Le premier ministre exige des comptes à LFI après un drame politique à Lyon
Le premier ministre, Sébastien Lecornu, a répondu avec fermeté à la présidente du groupe LFI lors de la séance des questions au gouvernement, à l'Assemblée nationale à Paris, ce mardi 17 février 2026. La scène politique française est secouée par un événement tragique qui pourrait redessiner les lignes de fracture entre les partis.
Un drame qui divise et rassemble
Si la bataille présidentielle les divise traditionnellement, le rejet commun de La France insoumise pourrait paradoxalement rassembler les partis du bloc central. La mort de Quentin Deranque, un militant d'extrême droite âgé de 23 ans, lynché à Lyon le jeudi 12 février, a créé un choc dans la classe politique.
Les auteurs présumés de cet acte violent sont soupçonnés d'appartenir au groupuscule antifasciste de la Jeune Garde, une organisation proche de LFI. Cet événement dramatique a provoqué une condamnation unanime et sans ambiguïté des élus de Renaissance, du MoDem et d'Horizons.
La responsabilité de LFI mise en cause
Les partis du bloc central pointent du doigt la responsabilité directe du mouvement « insoumis » et de son chef de file emblématique, Jean-Luc Mélenchon. Ils les accusent formellement d'entretenir, par leur rhétorique constamment conflictuelle et incendiaire, un climat politique particulièrement propice à l'émergence et à la justification de la violence physique.
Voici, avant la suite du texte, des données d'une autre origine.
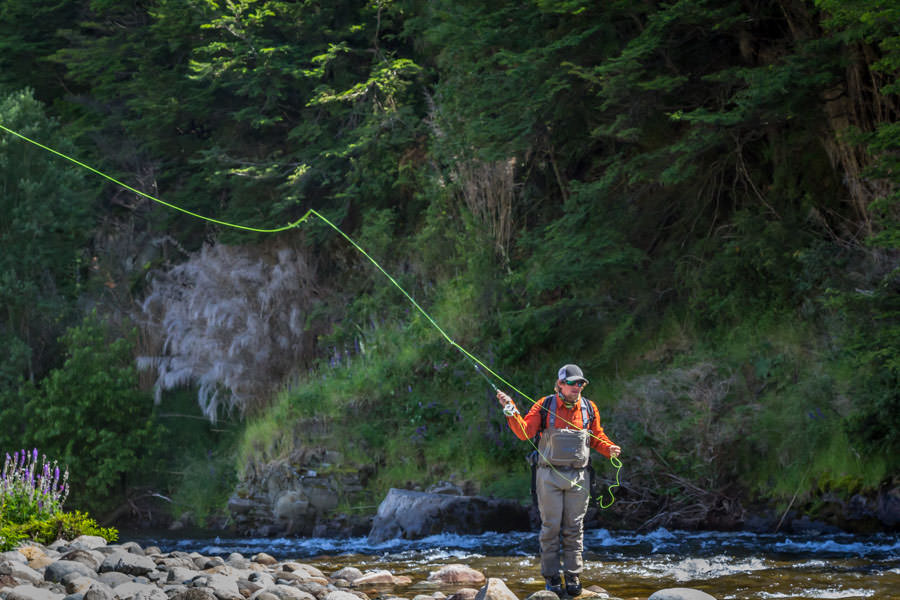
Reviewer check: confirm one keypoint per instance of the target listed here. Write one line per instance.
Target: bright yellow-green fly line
(478, 363)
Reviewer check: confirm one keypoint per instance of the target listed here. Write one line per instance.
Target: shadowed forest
(695, 201)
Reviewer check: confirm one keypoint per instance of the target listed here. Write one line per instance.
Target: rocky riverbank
(88, 568)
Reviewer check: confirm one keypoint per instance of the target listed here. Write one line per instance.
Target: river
(629, 565)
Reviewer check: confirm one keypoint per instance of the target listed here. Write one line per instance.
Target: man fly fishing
(568, 426)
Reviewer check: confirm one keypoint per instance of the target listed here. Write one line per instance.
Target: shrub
(62, 525)
(32, 494)
(29, 488)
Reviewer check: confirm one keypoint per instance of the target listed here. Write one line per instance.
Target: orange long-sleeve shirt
(528, 426)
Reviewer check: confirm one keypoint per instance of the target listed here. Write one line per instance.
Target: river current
(629, 565)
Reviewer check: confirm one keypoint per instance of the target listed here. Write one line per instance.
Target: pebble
(88, 568)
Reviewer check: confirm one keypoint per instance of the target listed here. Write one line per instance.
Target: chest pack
(564, 447)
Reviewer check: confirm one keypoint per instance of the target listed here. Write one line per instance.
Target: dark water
(741, 566)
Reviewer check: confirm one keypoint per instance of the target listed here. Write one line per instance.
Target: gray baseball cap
(572, 373)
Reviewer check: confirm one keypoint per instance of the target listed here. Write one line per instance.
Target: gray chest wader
(561, 448)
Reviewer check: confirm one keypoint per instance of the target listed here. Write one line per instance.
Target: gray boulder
(89, 541)
(139, 591)
(58, 570)
(195, 594)
(20, 571)
(29, 592)
(114, 579)
(495, 589)
(85, 557)
(347, 574)
(413, 515)
(680, 594)
(128, 563)
(225, 588)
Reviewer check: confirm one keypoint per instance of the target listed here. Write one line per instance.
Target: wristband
(510, 409)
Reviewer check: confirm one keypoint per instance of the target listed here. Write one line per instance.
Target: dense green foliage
(694, 200)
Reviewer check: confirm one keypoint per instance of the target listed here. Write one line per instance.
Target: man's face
(570, 390)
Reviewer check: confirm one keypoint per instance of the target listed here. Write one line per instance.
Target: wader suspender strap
(587, 412)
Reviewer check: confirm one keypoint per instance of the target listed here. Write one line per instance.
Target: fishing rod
(476, 362)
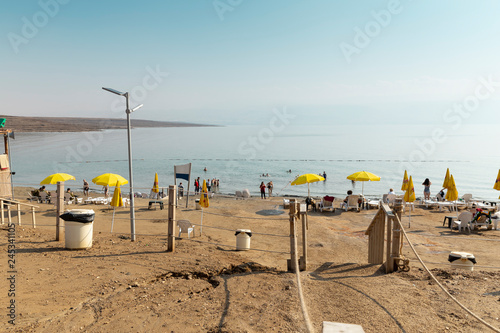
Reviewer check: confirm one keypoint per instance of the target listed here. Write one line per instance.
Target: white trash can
(243, 239)
(79, 228)
(462, 260)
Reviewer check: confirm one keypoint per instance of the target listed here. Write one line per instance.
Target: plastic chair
(352, 202)
(186, 227)
(463, 221)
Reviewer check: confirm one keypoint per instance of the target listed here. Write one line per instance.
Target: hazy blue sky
(234, 61)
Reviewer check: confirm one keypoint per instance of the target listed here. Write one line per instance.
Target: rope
(439, 284)
(261, 250)
(232, 230)
(245, 217)
(448, 263)
(299, 290)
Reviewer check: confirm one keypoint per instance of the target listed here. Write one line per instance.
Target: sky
(235, 61)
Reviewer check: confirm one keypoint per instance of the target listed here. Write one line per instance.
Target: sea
(242, 157)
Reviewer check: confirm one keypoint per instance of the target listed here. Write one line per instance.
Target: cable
(439, 284)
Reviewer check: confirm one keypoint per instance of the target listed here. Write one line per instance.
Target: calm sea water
(239, 155)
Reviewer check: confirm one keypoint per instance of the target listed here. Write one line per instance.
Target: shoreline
(23, 124)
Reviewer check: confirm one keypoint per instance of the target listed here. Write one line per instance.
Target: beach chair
(68, 200)
(352, 203)
(326, 203)
(467, 199)
(186, 227)
(463, 221)
(44, 197)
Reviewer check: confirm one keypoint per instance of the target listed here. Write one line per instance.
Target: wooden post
(303, 259)
(18, 213)
(60, 210)
(396, 237)
(3, 211)
(293, 236)
(33, 222)
(172, 195)
(389, 263)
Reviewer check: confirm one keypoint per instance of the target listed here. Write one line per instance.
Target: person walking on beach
(262, 190)
(85, 188)
(270, 188)
(427, 189)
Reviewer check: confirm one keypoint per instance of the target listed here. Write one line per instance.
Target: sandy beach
(208, 286)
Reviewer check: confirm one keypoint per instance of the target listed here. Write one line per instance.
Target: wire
(439, 284)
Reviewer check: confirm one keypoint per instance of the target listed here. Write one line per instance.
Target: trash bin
(243, 239)
(462, 260)
(79, 227)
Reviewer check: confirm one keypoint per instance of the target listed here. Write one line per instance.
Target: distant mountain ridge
(75, 124)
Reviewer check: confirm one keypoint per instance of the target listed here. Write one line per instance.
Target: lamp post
(128, 111)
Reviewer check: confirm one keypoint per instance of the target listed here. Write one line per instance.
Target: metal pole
(131, 183)
(10, 167)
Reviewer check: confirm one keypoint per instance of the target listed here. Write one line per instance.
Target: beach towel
(4, 162)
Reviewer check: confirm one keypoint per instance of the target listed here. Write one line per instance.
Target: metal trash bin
(243, 239)
(79, 227)
(462, 260)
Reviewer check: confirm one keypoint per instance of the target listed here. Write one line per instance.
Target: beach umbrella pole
(201, 224)
(113, 219)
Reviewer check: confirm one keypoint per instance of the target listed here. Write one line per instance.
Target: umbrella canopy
(497, 183)
(204, 195)
(57, 177)
(452, 193)
(404, 187)
(117, 200)
(156, 189)
(446, 181)
(410, 192)
(109, 179)
(307, 179)
(363, 176)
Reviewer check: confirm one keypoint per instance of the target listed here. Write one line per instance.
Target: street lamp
(128, 111)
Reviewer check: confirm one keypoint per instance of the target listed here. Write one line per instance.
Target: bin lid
(464, 255)
(78, 215)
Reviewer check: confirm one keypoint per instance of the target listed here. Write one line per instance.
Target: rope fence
(439, 284)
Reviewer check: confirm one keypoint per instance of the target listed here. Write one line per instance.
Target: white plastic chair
(463, 221)
(467, 199)
(186, 227)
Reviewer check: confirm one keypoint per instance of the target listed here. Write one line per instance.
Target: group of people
(263, 187)
(212, 185)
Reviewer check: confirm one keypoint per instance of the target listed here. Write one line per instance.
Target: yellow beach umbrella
(307, 179)
(109, 179)
(497, 183)
(363, 176)
(156, 189)
(446, 179)
(57, 177)
(410, 192)
(452, 193)
(404, 187)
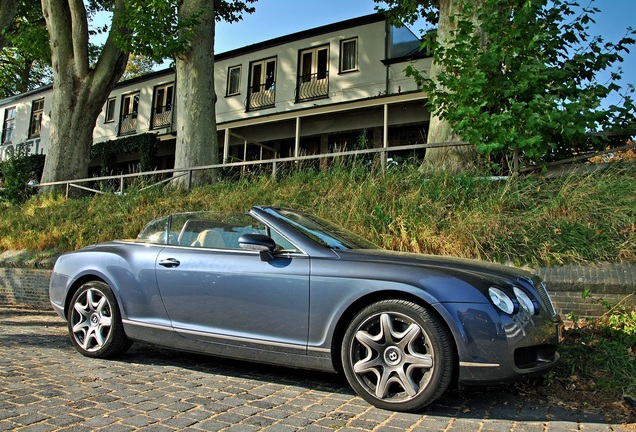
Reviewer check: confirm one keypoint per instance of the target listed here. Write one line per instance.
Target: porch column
(385, 136)
(226, 146)
(297, 142)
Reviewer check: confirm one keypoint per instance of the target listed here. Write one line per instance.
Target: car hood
(441, 263)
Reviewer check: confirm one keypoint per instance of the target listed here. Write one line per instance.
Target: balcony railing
(261, 96)
(312, 86)
(161, 117)
(128, 124)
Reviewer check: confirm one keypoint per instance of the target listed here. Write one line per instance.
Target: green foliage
(16, 172)
(525, 221)
(143, 144)
(138, 65)
(26, 57)
(523, 74)
(158, 32)
(601, 353)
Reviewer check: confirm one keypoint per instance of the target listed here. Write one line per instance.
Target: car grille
(547, 301)
(533, 356)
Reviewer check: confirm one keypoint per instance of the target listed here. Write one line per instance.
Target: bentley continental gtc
(287, 288)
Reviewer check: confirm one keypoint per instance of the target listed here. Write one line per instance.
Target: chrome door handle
(170, 263)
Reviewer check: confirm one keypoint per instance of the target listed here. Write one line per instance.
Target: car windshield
(321, 231)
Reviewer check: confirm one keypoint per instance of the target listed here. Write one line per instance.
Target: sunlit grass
(524, 221)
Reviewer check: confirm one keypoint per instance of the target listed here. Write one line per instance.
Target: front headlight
(525, 301)
(502, 300)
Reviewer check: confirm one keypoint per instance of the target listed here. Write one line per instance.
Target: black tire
(94, 322)
(397, 355)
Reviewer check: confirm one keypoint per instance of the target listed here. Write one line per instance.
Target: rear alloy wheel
(94, 322)
(397, 356)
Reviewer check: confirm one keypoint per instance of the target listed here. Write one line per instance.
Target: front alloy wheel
(94, 323)
(397, 356)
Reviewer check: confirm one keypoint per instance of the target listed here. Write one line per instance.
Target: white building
(310, 92)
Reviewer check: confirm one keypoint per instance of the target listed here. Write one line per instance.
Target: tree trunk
(79, 92)
(452, 159)
(197, 143)
(8, 11)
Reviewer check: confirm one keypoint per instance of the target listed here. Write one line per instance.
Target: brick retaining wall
(28, 286)
(25, 286)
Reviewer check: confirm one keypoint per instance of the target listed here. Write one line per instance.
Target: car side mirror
(258, 242)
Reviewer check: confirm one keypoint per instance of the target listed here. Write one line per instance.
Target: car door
(231, 297)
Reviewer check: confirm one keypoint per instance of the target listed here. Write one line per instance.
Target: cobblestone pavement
(45, 385)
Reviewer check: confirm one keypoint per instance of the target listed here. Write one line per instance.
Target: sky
(274, 18)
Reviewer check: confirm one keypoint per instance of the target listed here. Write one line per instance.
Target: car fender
(121, 266)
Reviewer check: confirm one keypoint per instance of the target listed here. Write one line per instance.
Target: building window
(233, 81)
(313, 73)
(129, 110)
(162, 106)
(9, 123)
(262, 84)
(109, 115)
(349, 55)
(37, 110)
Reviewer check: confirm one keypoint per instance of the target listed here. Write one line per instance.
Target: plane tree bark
(452, 158)
(8, 11)
(195, 120)
(79, 90)
(440, 13)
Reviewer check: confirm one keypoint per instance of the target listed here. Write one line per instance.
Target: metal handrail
(180, 172)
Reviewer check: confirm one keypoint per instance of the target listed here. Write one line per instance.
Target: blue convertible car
(284, 287)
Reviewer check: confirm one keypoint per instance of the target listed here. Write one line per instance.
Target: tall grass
(524, 221)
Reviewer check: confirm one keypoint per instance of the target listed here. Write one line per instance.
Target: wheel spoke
(91, 323)
(405, 379)
(393, 357)
(369, 341)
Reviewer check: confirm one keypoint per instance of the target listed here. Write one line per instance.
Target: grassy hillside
(524, 221)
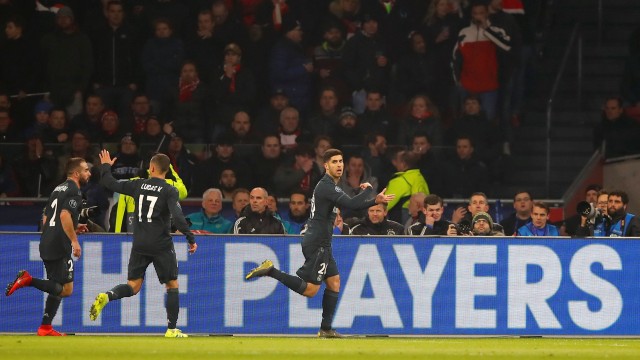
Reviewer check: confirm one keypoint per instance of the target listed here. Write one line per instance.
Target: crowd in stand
(247, 94)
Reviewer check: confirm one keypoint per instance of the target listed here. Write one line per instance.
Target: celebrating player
(316, 244)
(58, 241)
(152, 242)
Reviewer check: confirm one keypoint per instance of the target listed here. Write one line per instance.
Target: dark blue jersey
(326, 197)
(156, 204)
(54, 242)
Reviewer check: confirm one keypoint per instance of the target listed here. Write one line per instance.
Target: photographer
(621, 223)
(431, 221)
(482, 225)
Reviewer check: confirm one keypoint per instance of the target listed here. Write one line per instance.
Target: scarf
(187, 89)
(232, 86)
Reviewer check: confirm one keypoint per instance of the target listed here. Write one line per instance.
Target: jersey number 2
(152, 200)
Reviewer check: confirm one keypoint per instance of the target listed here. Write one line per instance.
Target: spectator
(325, 121)
(116, 46)
(423, 117)
(291, 134)
(208, 220)
(161, 58)
(69, 61)
(416, 204)
(570, 225)
(289, 68)
(356, 173)
(182, 160)
(538, 225)
(617, 133)
(110, 131)
(375, 117)
(241, 130)
(348, 131)
(366, 65)
(475, 58)
(190, 109)
(301, 175)
(327, 58)
(415, 72)
(41, 115)
(465, 173)
(482, 225)
(203, 48)
(599, 225)
(407, 181)
(439, 28)
(136, 119)
(239, 200)
(320, 145)
(128, 162)
(208, 172)
(376, 223)
(35, 169)
(79, 146)
(267, 162)
(522, 204)
(374, 156)
(8, 131)
(228, 182)
(19, 67)
(234, 85)
(478, 203)
(256, 218)
(431, 220)
(57, 132)
(269, 120)
(296, 218)
(90, 119)
(430, 164)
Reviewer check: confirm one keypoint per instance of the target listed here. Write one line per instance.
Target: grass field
(285, 348)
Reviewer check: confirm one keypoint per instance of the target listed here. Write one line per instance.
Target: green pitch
(282, 348)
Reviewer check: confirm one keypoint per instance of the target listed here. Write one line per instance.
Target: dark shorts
(319, 264)
(165, 263)
(60, 271)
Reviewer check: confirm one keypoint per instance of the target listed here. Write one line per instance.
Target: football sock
(173, 307)
(48, 286)
(292, 282)
(50, 309)
(329, 302)
(120, 291)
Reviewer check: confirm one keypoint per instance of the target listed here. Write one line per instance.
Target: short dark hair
(433, 199)
(594, 187)
(542, 205)
(162, 161)
(73, 164)
(522, 191)
(622, 194)
(329, 153)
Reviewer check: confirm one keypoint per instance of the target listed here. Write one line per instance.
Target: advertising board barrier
(390, 285)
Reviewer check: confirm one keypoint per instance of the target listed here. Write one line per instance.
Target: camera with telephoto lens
(463, 227)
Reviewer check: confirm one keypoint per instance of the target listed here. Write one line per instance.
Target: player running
(316, 244)
(156, 204)
(58, 241)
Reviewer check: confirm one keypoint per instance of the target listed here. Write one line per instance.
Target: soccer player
(58, 241)
(157, 203)
(316, 244)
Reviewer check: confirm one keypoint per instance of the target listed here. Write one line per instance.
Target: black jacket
(386, 227)
(251, 222)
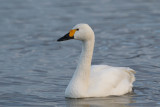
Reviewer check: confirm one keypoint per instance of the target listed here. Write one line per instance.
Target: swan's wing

« Le refus de la violence physique comme de la violence verbale vaut pour tout le monde, en tout temps, en tout lieu. Voilà peut-être ce qui nous sépare fondamentalement », a tonné avec une gravité inhabituelle le premier ministre, Sébastien Lecornu, depuis l'hémicycle de l'Assemblée nationale.
L'appel pressant de Matignon
Le locataire de Matignon a intimé l'ordre à LFI de « faire le ménage » de manière exhaustive et immédiate dans ses « propos, [ses] idées, et surtout dans [ses] rangs ». Cet appel solennel intervient dans un contexte judiciaire tendu, puisque trois proches du député LFI Raphaël Arnault (élu de Vaucluse), qui est également le cofondateur controversé de la Jeune Garde, ont été interpellés par les forces de l'ordre dans le cadre de l'enquête sur ce lynchage mortel.
L'affaire dépasse désormais le simple fait divers pour devenir un enjeu politique majeur, cristallisant les tensions entre la majorité présidentielle et la gauche radicale. La suite des événements judiciaires et politiques sera déterminante pour l'équilibre des forces à l'approche des échéances électorales.